Note that if we don't care about insertions, then building the binary search tree is actually fairly straightforward, and doesn't involve any fancy balancing algorithms. We can just store the elements of $S$ in order as the leaves of the tree, and build up the nodes above each element to contain, for example, the minimum value of any node in the subtree (although the nodes can actually contain arbitrary values as long as the BST property is satisfied).
So for example, $2$ and $4$ share a common parent which we can choose to contain the value $2$. Similarly we choose $8$ to be the parent of $8$ and $16$.
\subsection{Two-dimensional case}
We now consider the two-dimensional version of the problem. The idea is to first search for the $x$-range (using a $1$-dimensional range tree), then report only the points with $y$-coordinates that fit in a specified range (by nesting range trees at each node).
Suppose we want to query for points in the range $[x_{\text{min}}:x_{\text{max}}]$ and $[y_{\text{min}}:y_{\text{max}}]$. First of all, we can use a one-dimensional range tree to find all points in the slice defined by $[x_{\text{min}}:x_{\text{max}}]$. However, this is different from the one-dimensional case in that we don't want to report the entire subtree but instead only want those points that fit into the given $y$-range. Note that this can also be done with a one-dimensional range tree!
Hence we form a multilevel datastructure that is a one-dimensional range tree on $x$-coordinates and that stores other one-dimensional trees on $y$-coordinates. Each node points to another tree containing the $y$-coordinates of its decendents.
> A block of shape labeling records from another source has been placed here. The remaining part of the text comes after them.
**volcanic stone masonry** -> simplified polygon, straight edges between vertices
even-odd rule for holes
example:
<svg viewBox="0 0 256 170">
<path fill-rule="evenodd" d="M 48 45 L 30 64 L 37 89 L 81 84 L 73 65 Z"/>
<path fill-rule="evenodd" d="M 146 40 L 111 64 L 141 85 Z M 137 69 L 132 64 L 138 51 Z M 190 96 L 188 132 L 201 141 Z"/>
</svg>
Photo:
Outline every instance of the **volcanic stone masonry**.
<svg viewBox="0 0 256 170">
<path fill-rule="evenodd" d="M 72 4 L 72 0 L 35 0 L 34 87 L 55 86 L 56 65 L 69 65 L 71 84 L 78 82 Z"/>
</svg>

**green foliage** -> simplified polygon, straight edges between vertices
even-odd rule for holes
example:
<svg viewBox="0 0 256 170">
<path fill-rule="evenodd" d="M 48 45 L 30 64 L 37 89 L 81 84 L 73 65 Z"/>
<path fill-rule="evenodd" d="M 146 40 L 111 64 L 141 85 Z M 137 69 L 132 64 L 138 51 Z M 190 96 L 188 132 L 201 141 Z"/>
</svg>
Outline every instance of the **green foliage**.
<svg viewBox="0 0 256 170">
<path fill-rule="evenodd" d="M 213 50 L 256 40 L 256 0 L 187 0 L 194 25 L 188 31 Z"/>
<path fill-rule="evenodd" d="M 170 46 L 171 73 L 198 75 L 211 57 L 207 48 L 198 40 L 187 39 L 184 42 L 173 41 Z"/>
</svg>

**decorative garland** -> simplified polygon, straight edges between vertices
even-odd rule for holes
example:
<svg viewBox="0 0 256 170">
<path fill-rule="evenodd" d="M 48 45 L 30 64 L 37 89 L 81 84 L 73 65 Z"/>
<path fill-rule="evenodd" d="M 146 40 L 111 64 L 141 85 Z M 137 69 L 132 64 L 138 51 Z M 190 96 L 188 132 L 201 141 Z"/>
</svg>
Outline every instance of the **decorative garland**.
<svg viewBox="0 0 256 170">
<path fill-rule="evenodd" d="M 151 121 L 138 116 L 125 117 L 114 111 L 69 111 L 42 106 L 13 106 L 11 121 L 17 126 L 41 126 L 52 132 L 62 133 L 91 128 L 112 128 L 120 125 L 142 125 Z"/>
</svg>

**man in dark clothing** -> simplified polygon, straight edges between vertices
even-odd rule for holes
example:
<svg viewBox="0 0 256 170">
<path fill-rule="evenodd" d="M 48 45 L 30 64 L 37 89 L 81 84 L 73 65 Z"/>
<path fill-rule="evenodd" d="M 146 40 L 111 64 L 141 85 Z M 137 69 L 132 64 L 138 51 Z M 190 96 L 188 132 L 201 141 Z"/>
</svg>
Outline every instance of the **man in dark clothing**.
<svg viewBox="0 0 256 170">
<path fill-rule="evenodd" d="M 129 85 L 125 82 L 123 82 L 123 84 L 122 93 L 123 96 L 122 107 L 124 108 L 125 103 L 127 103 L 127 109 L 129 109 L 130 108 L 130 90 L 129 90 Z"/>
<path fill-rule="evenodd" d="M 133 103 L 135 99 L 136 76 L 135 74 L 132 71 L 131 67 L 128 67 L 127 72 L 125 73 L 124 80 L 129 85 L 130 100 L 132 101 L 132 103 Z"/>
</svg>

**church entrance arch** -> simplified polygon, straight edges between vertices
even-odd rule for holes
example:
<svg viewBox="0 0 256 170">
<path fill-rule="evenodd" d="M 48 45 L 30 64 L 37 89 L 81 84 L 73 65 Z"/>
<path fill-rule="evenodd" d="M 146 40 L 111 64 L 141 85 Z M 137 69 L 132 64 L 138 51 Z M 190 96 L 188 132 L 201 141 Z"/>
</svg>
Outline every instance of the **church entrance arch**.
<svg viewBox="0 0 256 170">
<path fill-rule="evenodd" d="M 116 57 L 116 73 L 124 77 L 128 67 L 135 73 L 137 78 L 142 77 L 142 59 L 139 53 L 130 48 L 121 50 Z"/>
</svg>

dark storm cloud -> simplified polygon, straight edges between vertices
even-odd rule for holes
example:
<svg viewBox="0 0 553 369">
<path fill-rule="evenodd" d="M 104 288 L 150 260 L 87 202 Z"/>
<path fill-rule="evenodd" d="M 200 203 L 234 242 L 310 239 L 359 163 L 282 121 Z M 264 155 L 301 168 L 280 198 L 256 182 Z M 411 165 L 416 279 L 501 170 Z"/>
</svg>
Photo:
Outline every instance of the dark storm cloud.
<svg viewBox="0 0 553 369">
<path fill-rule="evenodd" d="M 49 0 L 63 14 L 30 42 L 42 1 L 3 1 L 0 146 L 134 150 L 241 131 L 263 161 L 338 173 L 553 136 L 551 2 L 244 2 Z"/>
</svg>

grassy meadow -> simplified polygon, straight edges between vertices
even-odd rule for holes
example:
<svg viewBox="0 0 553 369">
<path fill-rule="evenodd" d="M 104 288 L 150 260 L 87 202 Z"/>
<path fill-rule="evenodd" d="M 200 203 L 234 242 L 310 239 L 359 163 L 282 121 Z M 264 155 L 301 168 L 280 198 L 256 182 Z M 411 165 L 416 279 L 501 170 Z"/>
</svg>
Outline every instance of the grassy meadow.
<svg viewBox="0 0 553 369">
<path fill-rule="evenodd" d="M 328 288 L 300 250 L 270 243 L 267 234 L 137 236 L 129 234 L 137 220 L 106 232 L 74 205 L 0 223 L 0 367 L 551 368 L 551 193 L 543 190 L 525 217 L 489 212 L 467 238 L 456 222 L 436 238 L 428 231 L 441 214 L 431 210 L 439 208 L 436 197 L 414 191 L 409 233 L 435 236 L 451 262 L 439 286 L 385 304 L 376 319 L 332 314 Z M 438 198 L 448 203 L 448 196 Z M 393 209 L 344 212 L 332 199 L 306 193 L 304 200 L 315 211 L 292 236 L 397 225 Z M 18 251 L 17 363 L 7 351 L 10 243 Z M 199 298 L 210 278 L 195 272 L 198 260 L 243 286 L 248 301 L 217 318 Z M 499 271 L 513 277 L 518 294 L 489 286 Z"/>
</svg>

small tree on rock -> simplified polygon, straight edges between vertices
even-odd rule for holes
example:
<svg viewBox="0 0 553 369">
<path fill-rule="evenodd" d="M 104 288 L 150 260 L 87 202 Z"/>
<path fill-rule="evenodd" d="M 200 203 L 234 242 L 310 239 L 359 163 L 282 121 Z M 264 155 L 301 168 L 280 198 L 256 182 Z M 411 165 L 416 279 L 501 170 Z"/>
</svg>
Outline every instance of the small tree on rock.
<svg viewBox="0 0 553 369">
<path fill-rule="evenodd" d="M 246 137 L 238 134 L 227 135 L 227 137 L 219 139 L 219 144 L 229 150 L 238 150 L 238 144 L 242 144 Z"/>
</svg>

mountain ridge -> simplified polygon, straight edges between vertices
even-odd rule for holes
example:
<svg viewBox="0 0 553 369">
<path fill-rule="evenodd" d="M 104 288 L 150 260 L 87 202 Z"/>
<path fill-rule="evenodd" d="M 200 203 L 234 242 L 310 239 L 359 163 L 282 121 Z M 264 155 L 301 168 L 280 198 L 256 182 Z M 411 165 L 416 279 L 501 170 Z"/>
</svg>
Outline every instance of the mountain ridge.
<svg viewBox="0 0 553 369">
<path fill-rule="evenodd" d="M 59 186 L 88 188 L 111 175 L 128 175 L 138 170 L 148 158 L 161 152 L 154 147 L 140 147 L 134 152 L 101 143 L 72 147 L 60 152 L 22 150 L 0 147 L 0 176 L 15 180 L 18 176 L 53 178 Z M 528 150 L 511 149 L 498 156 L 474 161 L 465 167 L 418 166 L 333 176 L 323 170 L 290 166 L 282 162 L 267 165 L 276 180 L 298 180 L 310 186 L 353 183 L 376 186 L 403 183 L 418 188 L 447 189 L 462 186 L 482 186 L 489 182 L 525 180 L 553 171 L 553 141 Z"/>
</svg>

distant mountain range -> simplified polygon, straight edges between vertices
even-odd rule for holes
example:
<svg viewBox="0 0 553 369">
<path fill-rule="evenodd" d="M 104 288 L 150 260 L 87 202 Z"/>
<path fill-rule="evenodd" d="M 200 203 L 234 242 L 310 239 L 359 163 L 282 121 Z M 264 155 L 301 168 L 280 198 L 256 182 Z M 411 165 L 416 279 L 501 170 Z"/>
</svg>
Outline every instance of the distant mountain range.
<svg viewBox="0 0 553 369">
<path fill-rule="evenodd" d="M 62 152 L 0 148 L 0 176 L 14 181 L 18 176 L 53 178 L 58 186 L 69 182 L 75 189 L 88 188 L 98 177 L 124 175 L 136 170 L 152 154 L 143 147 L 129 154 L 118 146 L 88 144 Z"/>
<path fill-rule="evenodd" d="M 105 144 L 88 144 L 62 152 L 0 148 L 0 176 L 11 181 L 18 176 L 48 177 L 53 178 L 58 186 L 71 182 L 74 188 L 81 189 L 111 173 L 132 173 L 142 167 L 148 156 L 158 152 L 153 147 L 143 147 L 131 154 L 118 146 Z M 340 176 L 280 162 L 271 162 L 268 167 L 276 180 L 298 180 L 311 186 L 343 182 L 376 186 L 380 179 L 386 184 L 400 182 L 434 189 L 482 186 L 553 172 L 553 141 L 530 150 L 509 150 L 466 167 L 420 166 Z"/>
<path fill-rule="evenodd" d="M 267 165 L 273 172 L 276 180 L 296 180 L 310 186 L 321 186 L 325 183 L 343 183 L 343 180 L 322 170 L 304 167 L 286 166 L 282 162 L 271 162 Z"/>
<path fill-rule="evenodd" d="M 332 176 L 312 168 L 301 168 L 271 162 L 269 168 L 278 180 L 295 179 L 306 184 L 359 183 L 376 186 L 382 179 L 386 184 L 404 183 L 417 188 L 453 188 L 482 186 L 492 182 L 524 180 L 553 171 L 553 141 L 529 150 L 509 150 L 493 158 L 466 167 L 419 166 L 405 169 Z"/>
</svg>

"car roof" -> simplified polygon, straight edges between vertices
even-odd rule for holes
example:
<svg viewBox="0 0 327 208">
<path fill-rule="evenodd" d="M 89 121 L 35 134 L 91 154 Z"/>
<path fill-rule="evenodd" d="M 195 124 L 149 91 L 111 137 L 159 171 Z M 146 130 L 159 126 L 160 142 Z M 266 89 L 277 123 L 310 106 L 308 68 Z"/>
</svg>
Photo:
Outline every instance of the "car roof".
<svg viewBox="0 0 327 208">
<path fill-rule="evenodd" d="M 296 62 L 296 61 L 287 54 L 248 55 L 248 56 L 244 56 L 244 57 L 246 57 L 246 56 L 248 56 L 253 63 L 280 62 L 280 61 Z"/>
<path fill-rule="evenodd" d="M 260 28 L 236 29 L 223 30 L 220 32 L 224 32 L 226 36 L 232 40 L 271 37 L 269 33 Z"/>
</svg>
To be more precise, the top level of our data structure will be a balanced binary search tree where the leaves are the $x$-coordinates of points in $S$. Each non-leaf node $v$ will be ``responsible'' for the set of points whose $x$-coordinates lie in the subtree rooted at $v$. We will store a $1$-dimensional range tree at $v$ that keeps track of all such points by their $y$-coordinate.
To query a range $[x_{min}:x_{max}] \times [y_{min},y_{max}]$, we will start as before by querying the top-level subtree to get $O(\lg n)$ nodes that are roots of subtrees whose union contains all points with $x$-coordinates in $[x_{min}:x_{max}]$. For each of these nodes $u$, we then perform the query $[y_{min},y_{max}]$ on the nested range tree at $u$, which takes $O(\lg n+k'(u))$ time, where $k'(u)$ is the number of points output by the query. This means that the total runtime for a query is $O(\lg^2 n + \sum_{u} k'(u)) = O(\lg^2 n + k)$, since the sum of $k'(u)$ over all $u$ is equal to the total size of the output.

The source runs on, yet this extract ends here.